Дом был большой, пятиэтажный, песочного цвета, довольно облезлый с тяжеленной дверью подъезда и широкой лестницей, по которой я ни разу не поднялся выше чем на несколько ступенек, ведущих к нашей квартире – куда подевалось мое детское любопытство?

Той, нашей Таганки, больше нет, поэтому стоит, наверное, хоть чуть-чуть рассказать, как что выглядело. На противоположной стороне улицы стояли двух-трехэтажные дома с внутренними двориками, деревянными лестницами и деревянными пристройками. В одном из таких домов, вниз по улице, размещалась пивная, около которой отирались всякие сомнительные личности. Главных мужских типа было два: бандит с большой дороги, часто со свирепой физиономией в шрамах, ничего общего не имеющий с сегодняшним одутловатым бомжем-выпивохой, и несколько осовеченный вариант Мармеладова. Пьяницы-женщины были похожи на средневековых сумасшедших. Самой заметной была Зина в зеленом пальто зимой и летом. Выпив, она делалась буйной. Ее все боялись – все, кроме бабы Нюры, которая не боялась никого и ничего.

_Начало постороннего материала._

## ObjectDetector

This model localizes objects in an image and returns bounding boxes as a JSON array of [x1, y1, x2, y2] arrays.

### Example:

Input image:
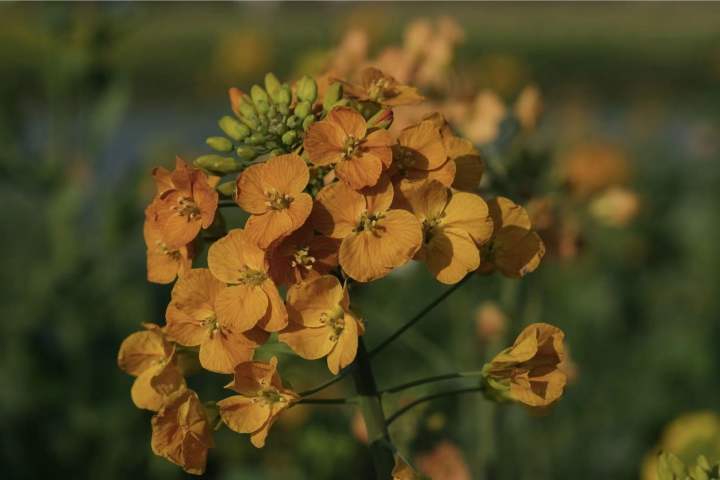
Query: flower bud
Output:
[[205, 137, 233, 152], [368, 108, 394, 129], [193, 155, 242, 174], [215, 180, 237, 198], [282, 130, 297, 145], [303, 115, 315, 131], [218, 115, 250, 140], [293, 101, 312, 119], [265, 73, 280, 99], [235, 145, 258, 162], [323, 82, 342, 112], [295, 75, 317, 104]]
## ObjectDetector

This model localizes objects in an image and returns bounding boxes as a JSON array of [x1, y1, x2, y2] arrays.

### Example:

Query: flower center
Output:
[[355, 212, 385, 232], [320, 305, 345, 342], [173, 197, 200, 222], [290, 247, 315, 270], [343, 135, 361, 160], [238, 267, 267, 287], [265, 190, 293, 210]]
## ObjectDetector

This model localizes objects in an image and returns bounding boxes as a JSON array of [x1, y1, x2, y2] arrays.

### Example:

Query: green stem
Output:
[[380, 370, 482, 393], [352, 338, 395, 480], [387, 386, 484, 425], [368, 275, 472, 357]]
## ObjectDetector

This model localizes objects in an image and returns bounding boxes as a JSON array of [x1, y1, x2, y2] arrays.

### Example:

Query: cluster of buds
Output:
[[195, 73, 322, 174], [118, 64, 565, 474]]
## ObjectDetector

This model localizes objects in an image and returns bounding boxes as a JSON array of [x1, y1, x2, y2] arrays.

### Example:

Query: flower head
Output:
[[343, 67, 424, 107], [143, 202, 193, 283], [208, 228, 287, 332], [483, 323, 567, 407], [217, 357, 299, 448], [310, 176, 423, 282], [151, 389, 215, 475], [153, 157, 219, 248], [270, 223, 340, 285], [480, 197, 545, 278], [279, 275, 364, 375], [165, 268, 268, 373], [118, 323, 185, 411], [400, 180, 493, 284], [304, 107, 392, 190], [235, 154, 312, 248]]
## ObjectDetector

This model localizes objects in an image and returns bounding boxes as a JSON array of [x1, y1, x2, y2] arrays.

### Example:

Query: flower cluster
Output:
[[118, 68, 564, 474]]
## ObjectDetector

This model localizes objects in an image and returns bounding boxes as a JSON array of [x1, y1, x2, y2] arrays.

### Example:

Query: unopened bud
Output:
[[218, 115, 250, 140], [323, 82, 342, 112], [295, 75, 317, 104], [282, 130, 297, 145], [293, 101, 312, 118], [368, 108, 393, 128], [205, 137, 233, 152], [193, 155, 242, 174]]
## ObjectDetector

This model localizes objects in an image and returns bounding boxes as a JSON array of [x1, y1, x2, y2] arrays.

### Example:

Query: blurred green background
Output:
[[0, 3, 720, 480]]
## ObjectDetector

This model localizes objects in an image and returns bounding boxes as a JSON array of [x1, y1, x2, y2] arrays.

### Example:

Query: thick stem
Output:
[[352, 338, 395, 480]]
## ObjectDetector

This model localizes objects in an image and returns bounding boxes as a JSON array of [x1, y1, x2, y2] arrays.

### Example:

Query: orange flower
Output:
[[217, 357, 300, 448], [304, 107, 392, 190], [150, 389, 215, 475], [208, 228, 287, 332], [143, 202, 193, 283], [153, 157, 219, 247], [270, 223, 340, 285], [310, 176, 422, 282], [235, 154, 312, 248], [393, 120, 455, 187], [342, 67, 425, 107], [400, 180, 493, 284], [165, 268, 268, 373], [425, 113, 485, 191], [483, 323, 567, 407], [480, 197, 545, 278], [118, 323, 185, 411], [279, 275, 364, 375]]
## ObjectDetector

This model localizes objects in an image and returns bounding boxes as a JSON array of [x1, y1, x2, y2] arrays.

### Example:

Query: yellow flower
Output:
[[279, 275, 363, 375], [151, 389, 215, 475], [165, 268, 268, 373], [235, 154, 312, 248], [143, 202, 193, 283], [153, 157, 219, 248], [343, 67, 425, 107], [483, 323, 567, 407], [270, 223, 340, 285], [480, 197, 545, 278], [400, 180, 493, 284], [310, 176, 422, 282], [217, 357, 300, 448], [118, 323, 185, 411], [208, 228, 287, 332], [304, 107, 392, 190]]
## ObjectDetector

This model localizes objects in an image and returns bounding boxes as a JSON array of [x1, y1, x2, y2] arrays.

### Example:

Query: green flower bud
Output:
[[303, 115, 315, 131], [235, 145, 258, 162], [275, 85, 292, 106], [250, 85, 270, 105], [293, 100, 312, 118], [282, 130, 297, 145], [218, 115, 250, 140], [295, 75, 317, 104], [285, 115, 300, 129], [265, 73, 280, 100], [205, 137, 233, 152], [323, 82, 342, 112], [215, 180, 235, 198], [193, 155, 242, 174]]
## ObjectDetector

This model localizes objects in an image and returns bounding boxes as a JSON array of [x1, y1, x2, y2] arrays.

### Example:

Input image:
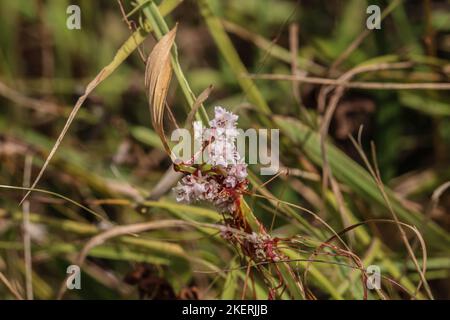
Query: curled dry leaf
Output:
[[145, 26, 177, 155]]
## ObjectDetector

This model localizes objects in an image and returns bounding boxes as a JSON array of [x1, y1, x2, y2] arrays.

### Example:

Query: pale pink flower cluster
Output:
[[174, 107, 247, 212], [220, 225, 282, 262]]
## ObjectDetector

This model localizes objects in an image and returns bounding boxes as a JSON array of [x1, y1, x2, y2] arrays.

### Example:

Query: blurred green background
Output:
[[0, 0, 450, 299]]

Неподалеку находился Тетеринский сквер, куда меня мой monsieur l'Abbé (все та же баба Нюра) «гулять водил». В сквере были лавочки, сцена-ракушка (не помню ни одного представления), баскетбольная площадка, дорожки и что-то вроде небольшого вытоптанного пустыря, на котором играли в футбол. Зимой заливали каток. Одну или даже две зимы я занимался там «фигурным катанием» (так это называлось), а на самом деле просто учился ездить на коньках – вперед, назад и заворачивать, занося ногу за ногу. В сквере часто можно было встретить благородного вида старичка фотографа. Он фотографировал детей, а напечатанные карточки продавал, а может быть, просто дарил родителям.

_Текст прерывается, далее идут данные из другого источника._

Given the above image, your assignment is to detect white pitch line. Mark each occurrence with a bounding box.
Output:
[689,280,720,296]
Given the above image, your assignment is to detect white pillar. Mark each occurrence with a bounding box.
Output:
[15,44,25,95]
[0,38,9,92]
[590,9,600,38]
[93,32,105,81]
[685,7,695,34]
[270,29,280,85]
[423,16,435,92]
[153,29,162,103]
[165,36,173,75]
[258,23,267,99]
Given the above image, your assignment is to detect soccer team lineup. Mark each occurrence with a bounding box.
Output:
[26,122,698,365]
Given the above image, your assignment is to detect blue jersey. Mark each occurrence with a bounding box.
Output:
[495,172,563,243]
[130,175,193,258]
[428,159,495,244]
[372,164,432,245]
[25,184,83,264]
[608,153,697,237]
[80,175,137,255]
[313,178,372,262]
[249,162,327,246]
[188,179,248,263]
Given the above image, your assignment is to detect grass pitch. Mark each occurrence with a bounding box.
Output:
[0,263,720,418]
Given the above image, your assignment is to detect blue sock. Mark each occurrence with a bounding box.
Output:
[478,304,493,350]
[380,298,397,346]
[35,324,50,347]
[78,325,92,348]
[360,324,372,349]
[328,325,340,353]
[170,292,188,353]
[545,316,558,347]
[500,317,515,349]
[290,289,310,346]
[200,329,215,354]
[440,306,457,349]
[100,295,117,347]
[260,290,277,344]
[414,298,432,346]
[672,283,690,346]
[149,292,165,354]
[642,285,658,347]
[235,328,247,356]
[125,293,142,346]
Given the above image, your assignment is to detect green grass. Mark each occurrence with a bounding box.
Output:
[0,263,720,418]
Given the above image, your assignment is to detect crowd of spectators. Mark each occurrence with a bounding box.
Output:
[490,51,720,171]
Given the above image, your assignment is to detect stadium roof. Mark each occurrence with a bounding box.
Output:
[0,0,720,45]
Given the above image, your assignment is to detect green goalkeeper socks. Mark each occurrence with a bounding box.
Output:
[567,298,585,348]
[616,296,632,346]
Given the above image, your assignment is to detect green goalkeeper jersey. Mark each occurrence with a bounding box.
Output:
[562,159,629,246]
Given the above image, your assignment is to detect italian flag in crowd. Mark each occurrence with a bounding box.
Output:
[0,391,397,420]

Как-то раз после очередного дня рождения я, чрезвычайно гордый своим новым возрастом, в новом демисезонном пальто отправился гулять. Холодно, но фотограф сидит на лавочке. Он умел сидеть на лавочке в любую погоду. Обменявшись несколькими словами с бабой Нюрой (неужели это она его подучила?), он поворачивается ко мне и задает единственно важный и уместный вопрос: сколько мне лет? До сих пор – сегодня мне немного стыдно за это – помню, как я торжествующе пискнул: «Шесть».

Тетеринский сквер был окружен высоким железным забором, который я тоже хорошо запомнил – может быть, потому, что приходилось долго шагать вдоль него к входным воротам. Лет до семи я почему-то играл в основном с девочками. Возвращаться домой всегда было радостнее, чем гулять. Там меня ждала бабушка. А вечером придут мама с папой.

Я уже упоминал о табличке «кому-сколько-звонить». Но иногда раздавался особенный звонок, не указанный в нашей местной азбуке Морзе: один бесконечный. И все понимали, что сейчас будет. В коридор, заранее растопырив руки, выбегала простоволосая Марья Михайловна. Трезвон не прекращался. Марья Михайловна отпирала – пьяный Андриан, вертикально спящий на той стороне двери, вместе с костылями (у него не было ноги) с грохотом валился на пол. Бормоча нехорошие слова, Марья Михайловна уволакивала мужа в комнату. Потом возвращалась за костылями.

Нет, я не с того начал. Начать надо было с клопов. Да, они тоже у нас жили. Не кишели, но водились. Папа, мастер короткого документального очерка в стихах, запечатлел это в двустишии, написанном от моего лица:

 
Сижу у папы на коленке
И вижу: клоп ползет по стенке.
 

Иногда могла пробежать мышь. Нравы были жестокие – сразу же ставили мышеловку, причем не такую, как сейчас, которая в строгом соответствии со своим названием только ловит мышь в добрую пластмассовую коробочку, а страшный железный капкан, насаживающий несчастное животное на острый штырь. До сих пор помню жуткий щелчок захлопывающейся мышеловки. О прочих подробностях удачной охоты лучше умолчу.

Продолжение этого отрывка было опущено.